I don’t get Black people in Howard County (and I am Black all day long). Here’s why I say that. I was having a conversation with a Black woman I run with at brunch yesterday. She and her husband just moved to Howard County last year from Virginia. She said she didn’t like it at first but she was getting used to it. When I asked her what she disliked she said quick as a flash “where are all the normal Black people?” Oh how I laughed at that comment. Some people would have shut her down for that but I have the same question too.

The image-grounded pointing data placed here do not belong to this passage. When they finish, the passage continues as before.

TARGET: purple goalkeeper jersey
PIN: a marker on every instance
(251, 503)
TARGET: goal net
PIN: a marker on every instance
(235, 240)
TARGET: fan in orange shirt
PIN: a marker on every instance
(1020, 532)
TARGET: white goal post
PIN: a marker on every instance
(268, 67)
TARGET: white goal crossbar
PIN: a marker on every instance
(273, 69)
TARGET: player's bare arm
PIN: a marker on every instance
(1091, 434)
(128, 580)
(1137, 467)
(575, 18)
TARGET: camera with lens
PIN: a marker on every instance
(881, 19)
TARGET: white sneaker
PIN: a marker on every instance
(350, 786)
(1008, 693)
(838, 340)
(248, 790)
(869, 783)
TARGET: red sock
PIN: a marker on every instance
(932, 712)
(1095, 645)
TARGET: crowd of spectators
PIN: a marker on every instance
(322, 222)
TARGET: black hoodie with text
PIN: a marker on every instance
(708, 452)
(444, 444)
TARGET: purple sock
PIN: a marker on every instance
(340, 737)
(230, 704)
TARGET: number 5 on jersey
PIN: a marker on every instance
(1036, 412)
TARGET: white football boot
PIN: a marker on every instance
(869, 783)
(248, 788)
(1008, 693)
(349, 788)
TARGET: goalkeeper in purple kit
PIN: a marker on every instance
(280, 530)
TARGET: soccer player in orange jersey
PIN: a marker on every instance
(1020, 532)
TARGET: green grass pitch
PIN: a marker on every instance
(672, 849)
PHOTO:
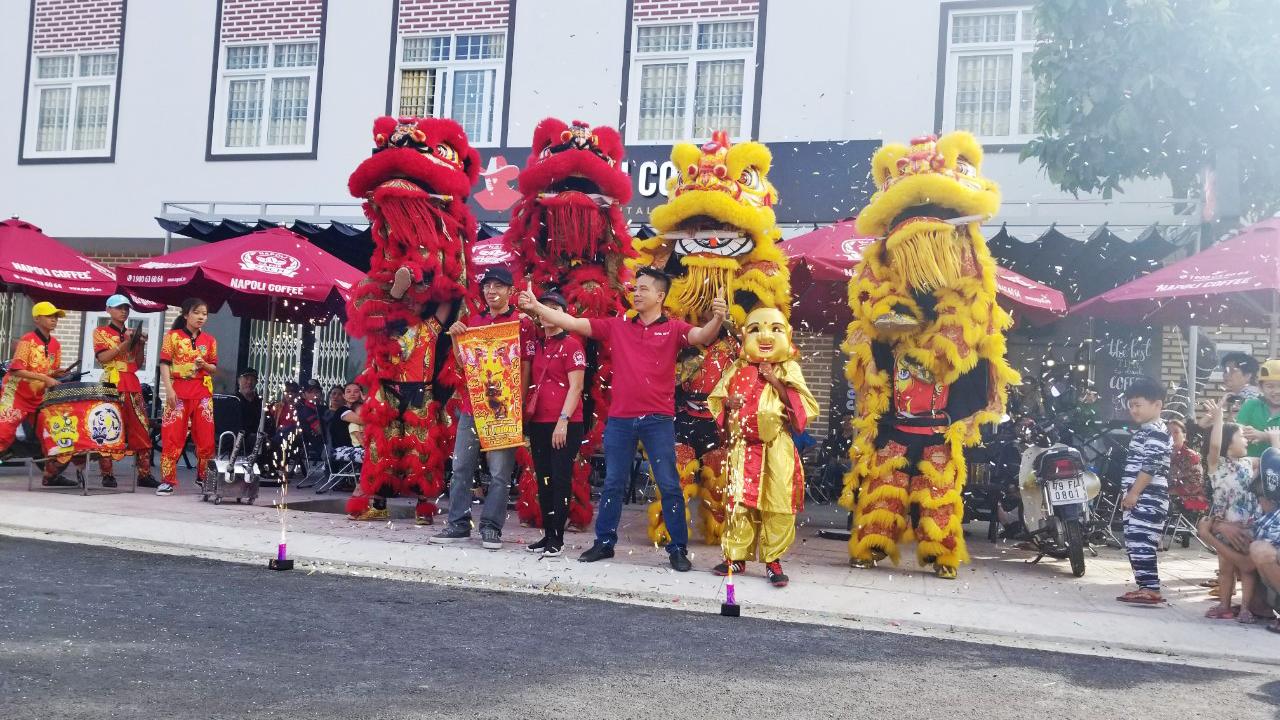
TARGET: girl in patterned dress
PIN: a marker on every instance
(1234, 506)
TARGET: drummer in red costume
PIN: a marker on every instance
(188, 359)
(32, 370)
(118, 350)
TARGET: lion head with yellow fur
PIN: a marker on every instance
(929, 196)
(717, 235)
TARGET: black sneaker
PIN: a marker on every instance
(490, 538)
(598, 551)
(451, 534)
(722, 569)
(680, 560)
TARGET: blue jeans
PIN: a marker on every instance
(658, 434)
(466, 456)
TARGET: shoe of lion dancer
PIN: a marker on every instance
(722, 569)
(773, 572)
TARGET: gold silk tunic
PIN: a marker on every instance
(763, 464)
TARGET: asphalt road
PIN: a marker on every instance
(88, 632)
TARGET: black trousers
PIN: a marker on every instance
(554, 470)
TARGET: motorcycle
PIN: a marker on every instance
(1056, 490)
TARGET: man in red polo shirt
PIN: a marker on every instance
(496, 286)
(643, 406)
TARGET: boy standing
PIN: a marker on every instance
(118, 349)
(1146, 484)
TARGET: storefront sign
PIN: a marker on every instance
(817, 182)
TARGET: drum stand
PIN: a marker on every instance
(81, 477)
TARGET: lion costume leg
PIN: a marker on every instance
(936, 492)
(881, 515)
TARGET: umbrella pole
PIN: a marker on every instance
(1275, 324)
(280, 561)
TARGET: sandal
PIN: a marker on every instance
(1246, 616)
(1219, 613)
(1143, 597)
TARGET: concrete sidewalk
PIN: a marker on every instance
(999, 597)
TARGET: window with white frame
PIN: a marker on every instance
(265, 99)
(71, 105)
(690, 80)
(990, 89)
(456, 76)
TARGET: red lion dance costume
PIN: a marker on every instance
(415, 188)
(570, 233)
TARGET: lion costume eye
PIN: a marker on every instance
(446, 151)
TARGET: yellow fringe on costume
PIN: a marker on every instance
(705, 279)
(928, 258)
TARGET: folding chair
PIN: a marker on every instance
(339, 470)
(315, 464)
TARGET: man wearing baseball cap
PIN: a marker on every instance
(119, 350)
(496, 287)
(33, 369)
(1264, 411)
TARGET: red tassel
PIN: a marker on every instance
(575, 227)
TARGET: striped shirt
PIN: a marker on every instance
(1150, 451)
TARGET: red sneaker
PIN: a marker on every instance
(773, 572)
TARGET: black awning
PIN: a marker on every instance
(1082, 268)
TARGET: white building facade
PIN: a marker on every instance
(122, 110)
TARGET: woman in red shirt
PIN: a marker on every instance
(556, 424)
(188, 359)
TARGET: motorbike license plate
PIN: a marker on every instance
(1068, 492)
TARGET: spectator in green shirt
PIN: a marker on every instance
(1261, 413)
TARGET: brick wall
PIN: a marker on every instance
(246, 21)
(819, 360)
(420, 17)
(77, 24)
(652, 10)
(1175, 350)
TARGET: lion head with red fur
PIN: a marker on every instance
(568, 227)
(415, 188)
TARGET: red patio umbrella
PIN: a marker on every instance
(268, 274)
(1233, 282)
(46, 269)
(822, 261)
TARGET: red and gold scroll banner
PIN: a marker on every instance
(490, 367)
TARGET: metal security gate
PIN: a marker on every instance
(274, 351)
(329, 354)
(327, 346)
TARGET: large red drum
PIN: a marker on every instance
(81, 418)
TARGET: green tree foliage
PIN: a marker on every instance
(1148, 89)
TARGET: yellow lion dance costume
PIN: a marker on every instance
(716, 237)
(926, 347)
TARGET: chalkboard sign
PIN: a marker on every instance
(1121, 354)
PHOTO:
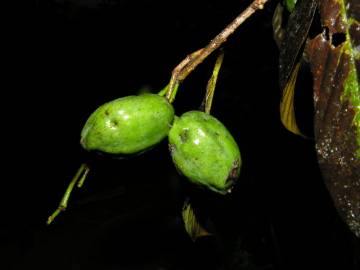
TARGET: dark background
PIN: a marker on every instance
(69, 57)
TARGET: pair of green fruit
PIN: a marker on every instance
(201, 147)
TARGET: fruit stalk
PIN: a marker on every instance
(193, 60)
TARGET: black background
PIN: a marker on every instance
(69, 57)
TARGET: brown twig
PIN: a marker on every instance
(193, 60)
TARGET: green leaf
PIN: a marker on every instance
(334, 57)
(290, 5)
(192, 226)
(287, 111)
(295, 35)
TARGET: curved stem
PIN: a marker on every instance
(79, 178)
(186, 66)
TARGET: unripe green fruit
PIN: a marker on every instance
(128, 125)
(204, 151)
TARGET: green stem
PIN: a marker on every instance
(82, 172)
(210, 89)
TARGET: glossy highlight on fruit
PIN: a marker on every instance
(205, 151)
(128, 125)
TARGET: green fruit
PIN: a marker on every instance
(204, 151)
(128, 125)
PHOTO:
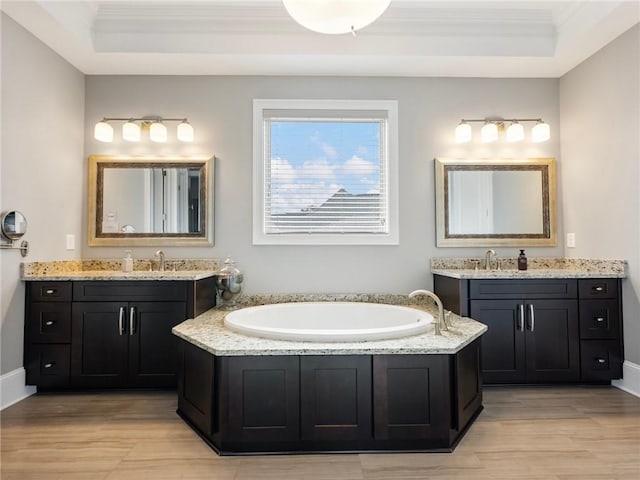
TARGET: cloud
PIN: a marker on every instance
(359, 166)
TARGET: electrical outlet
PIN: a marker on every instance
(571, 240)
(71, 241)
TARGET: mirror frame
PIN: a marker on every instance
(549, 238)
(97, 163)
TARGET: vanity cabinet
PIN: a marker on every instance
(542, 330)
(296, 403)
(108, 333)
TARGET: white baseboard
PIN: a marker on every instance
(13, 388)
(631, 378)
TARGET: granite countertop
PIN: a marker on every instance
(111, 270)
(208, 332)
(465, 268)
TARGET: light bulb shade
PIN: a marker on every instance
(463, 133)
(335, 16)
(489, 133)
(540, 132)
(103, 132)
(158, 132)
(515, 133)
(185, 132)
(131, 132)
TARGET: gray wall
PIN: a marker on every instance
(41, 166)
(600, 111)
(220, 109)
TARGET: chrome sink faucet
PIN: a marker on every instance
(442, 324)
(487, 258)
(160, 255)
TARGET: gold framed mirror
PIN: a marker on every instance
(149, 201)
(495, 202)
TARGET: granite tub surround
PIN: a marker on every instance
(175, 269)
(208, 332)
(537, 268)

The Blacks in this county seem to all know each other from long ago, grew up here, went to school together, go to the same church, belong to certain social organizations or political clubs, etc. They have somehow congregated here and created a bubble around themselves. To them that is the norm and I respect that. But does anyone ever just hang out without any other prior connection just because they like each other’s company? That is my norm. Do I have to pay a fee just to make a Black friend in Howard County? It’s interesting to me how the rules of engagement work out here. It’s very clique-ish. Almost like high school with bigger bank accounts and mortgages.

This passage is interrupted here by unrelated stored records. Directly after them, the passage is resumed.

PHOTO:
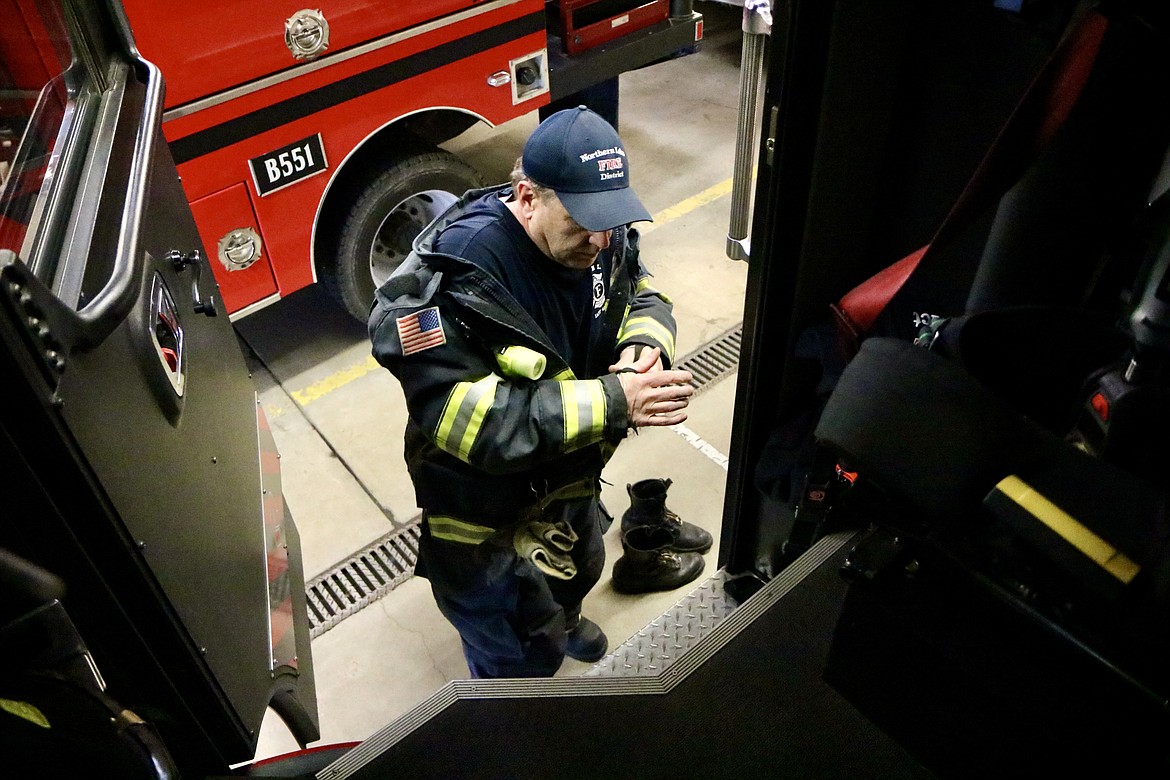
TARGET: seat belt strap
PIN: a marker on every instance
(1033, 123)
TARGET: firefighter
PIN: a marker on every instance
(529, 340)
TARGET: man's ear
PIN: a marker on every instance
(525, 197)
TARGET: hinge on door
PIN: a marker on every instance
(770, 139)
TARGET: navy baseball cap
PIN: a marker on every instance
(579, 156)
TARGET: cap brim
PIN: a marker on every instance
(604, 211)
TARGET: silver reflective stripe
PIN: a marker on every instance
(467, 406)
(451, 529)
(583, 406)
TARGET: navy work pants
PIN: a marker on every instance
(510, 615)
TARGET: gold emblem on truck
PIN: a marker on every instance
(307, 34)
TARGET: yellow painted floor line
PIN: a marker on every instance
(687, 206)
(338, 379)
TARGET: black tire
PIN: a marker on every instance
(387, 214)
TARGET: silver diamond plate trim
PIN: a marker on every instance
(665, 640)
(365, 577)
(658, 683)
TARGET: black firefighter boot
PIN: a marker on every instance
(647, 506)
(649, 563)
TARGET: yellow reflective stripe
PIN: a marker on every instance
(583, 408)
(647, 326)
(644, 285)
(462, 415)
(454, 530)
(1096, 549)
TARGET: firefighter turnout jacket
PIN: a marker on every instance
(499, 421)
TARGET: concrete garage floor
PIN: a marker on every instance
(338, 418)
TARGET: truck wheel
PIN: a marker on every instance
(387, 215)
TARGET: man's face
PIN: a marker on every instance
(557, 234)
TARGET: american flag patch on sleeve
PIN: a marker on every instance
(420, 331)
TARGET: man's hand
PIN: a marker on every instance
(654, 398)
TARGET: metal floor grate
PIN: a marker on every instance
(378, 568)
(369, 574)
(715, 359)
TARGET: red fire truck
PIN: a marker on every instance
(308, 139)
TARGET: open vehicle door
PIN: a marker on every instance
(137, 463)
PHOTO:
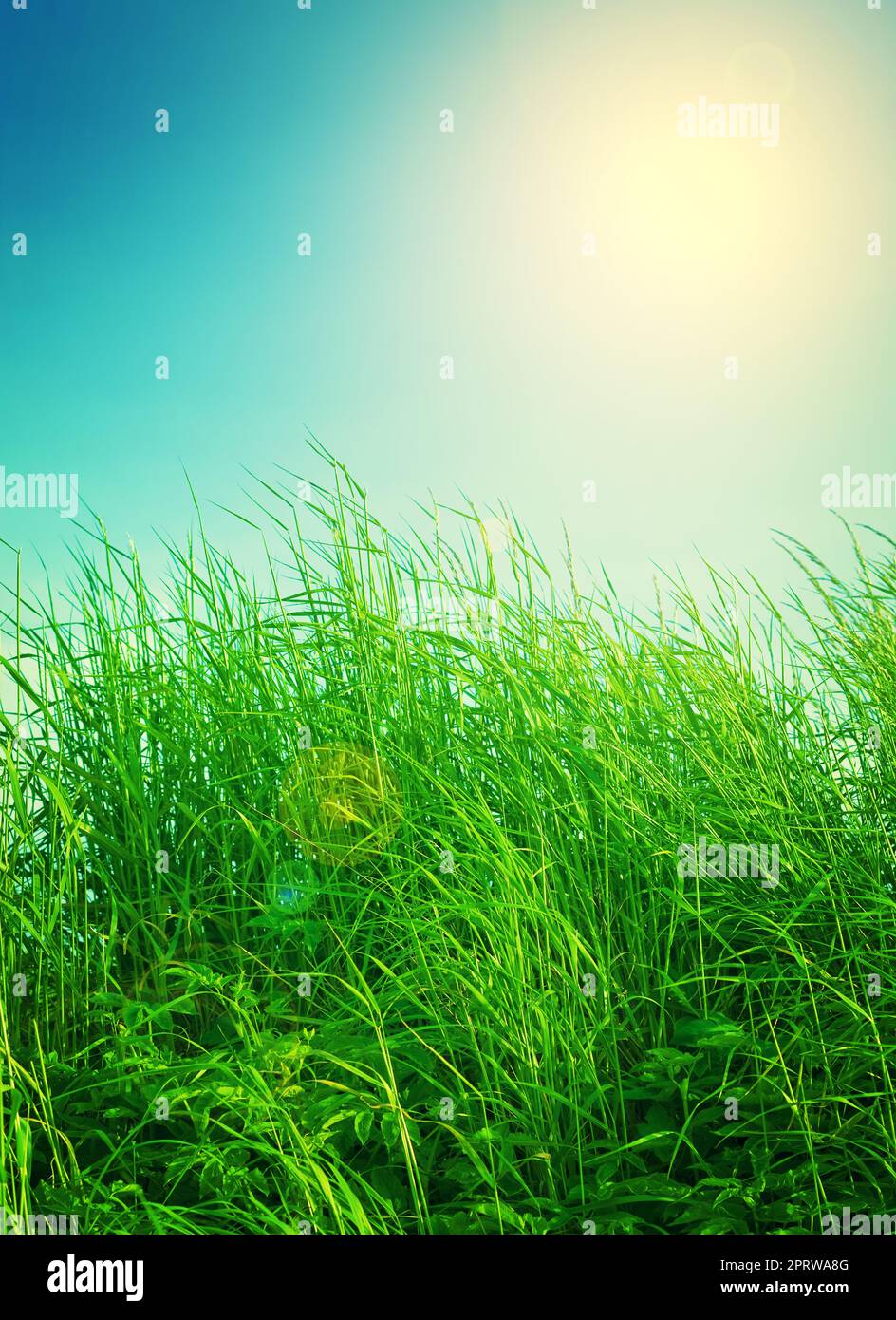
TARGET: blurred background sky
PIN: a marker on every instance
(568, 368)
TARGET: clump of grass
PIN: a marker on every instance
(472, 992)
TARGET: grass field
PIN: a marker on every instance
(355, 902)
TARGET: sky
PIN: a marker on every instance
(564, 303)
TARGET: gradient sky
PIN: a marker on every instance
(568, 368)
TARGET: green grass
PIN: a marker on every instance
(472, 992)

I will admit to my own inactivity in this situation. I have only visited one Black church, I refuse to join the NAACP or other political organizations, and I don’t seek membership in social clubs except my sorority. That’s not cool on my part. But when you’ve been rebuffed a certain number of times by people who claim to be just like you but only seem to care about what you think when it’s time to vote, you get a bit jaded. I am also challenged with some social issues within my family which create a wall around us and block us from receiving people for who they are. We’re not the Cosbys over here. It’s hard as hell to find non-judemental people to consort with when you’ve got these kind of things going on in your household. But didn’t we all learn to reach out to the new kid in school and make him or her feel welcome? The one Black family that lives in my neighborhood ignored the hell out of my family when we first moved here years ago and only recently have learned to open their mouths to speak. There’s a fine welcome right there. I’m not criticizing people for sticking with the familiar because I am guilty of that too but put yourself in other people’s shoes once in awhile. You’ll see how bad it is on the outside.

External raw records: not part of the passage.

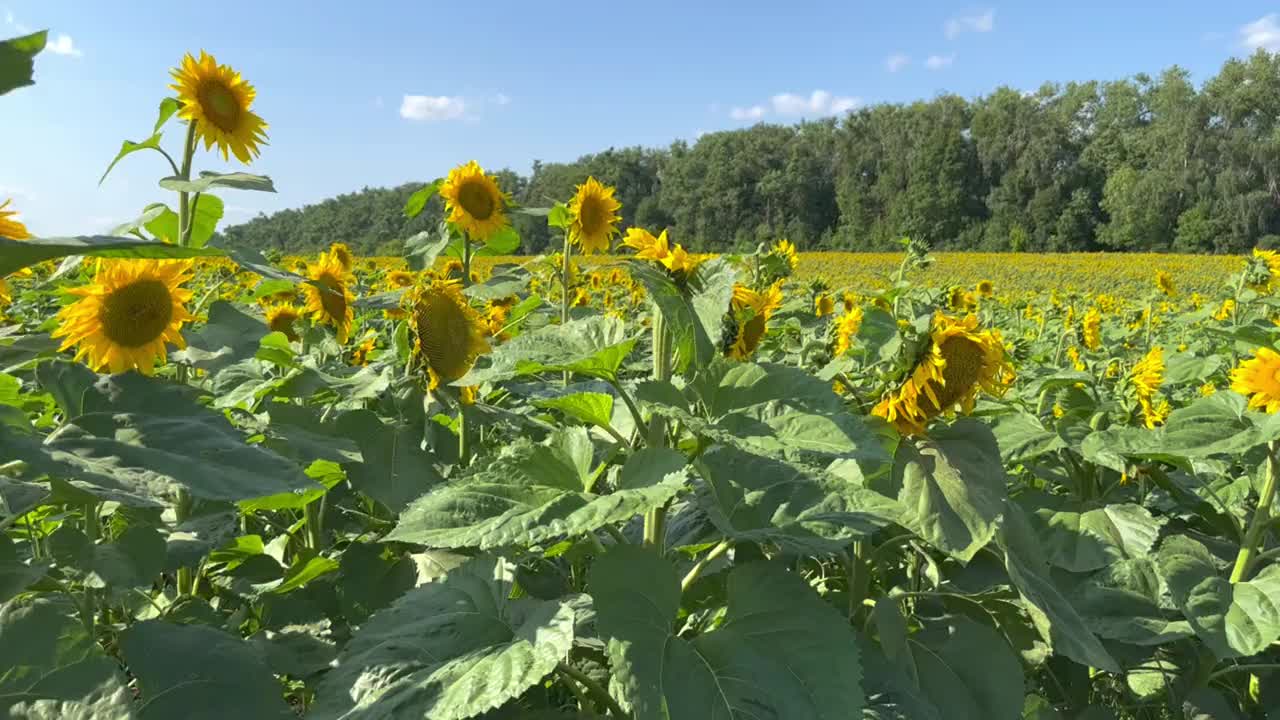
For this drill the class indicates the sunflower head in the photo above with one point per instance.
(124, 318)
(329, 296)
(593, 217)
(218, 100)
(958, 363)
(9, 227)
(1258, 379)
(474, 203)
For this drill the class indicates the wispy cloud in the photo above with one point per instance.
(818, 103)
(940, 62)
(1262, 33)
(433, 108)
(979, 22)
(63, 45)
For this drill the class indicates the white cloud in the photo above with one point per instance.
(432, 108)
(1262, 32)
(940, 62)
(63, 45)
(982, 22)
(753, 113)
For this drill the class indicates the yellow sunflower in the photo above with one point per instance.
(960, 360)
(474, 201)
(9, 227)
(124, 318)
(594, 213)
(1258, 379)
(330, 302)
(282, 318)
(218, 100)
(752, 313)
(448, 333)
(1091, 329)
(846, 328)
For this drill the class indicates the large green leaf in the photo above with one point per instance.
(952, 486)
(448, 650)
(200, 673)
(592, 346)
(16, 255)
(1052, 615)
(17, 60)
(1234, 620)
(50, 666)
(147, 438)
(758, 499)
(531, 493)
(394, 469)
(780, 652)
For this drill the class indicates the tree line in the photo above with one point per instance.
(1139, 164)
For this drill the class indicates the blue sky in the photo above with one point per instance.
(382, 92)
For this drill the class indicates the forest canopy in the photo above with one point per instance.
(1143, 164)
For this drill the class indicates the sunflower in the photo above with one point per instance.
(1091, 329)
(216, 99)
(1258, 379)
(10, 228)
(124, 318)
(752, 313)
(846, 328)
(330, 302)
(594, 217)
(959, 361)
(448, 333)
(474, 201)
(342, 254)
(280, 319)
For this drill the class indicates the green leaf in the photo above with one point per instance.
(1054, 618)
(199, 673)
(16, 255)
(1234, 620)
(952, 484)
(956, 682)
(17, 60)
(780, 652)
(208, 180)
(533, 493)
(394, 469)
(416, 201)
(448, 650)
(757, 499)
(592, 346)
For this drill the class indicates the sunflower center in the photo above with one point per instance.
(476, 200)
(220, 105)
(136, 314)
(964, 365)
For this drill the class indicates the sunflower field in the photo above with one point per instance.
(622, 481)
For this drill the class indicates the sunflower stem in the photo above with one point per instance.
(188, 153)
(1246, 559)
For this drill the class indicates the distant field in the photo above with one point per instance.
(1011, 272)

I’m disappointed by it all but I won’t give up just yet. I will smile whenever I see a Black face in my neighborhood and welcome any new neighbors no matter what color they are. I will try to visit a new church and see how that goes (although I don’t have high hopes for that. Some of the most sinister people I’ve ever met were church folks.) I will get my kids involved in an activity or two and try to make nice with the other moms instead of reading a book or leaving. In other words, I will try to be a friend if I truly want to make a friend. Let’s see if the Blacks that I encounter will meet me halfway. I’ll let you know how it goes.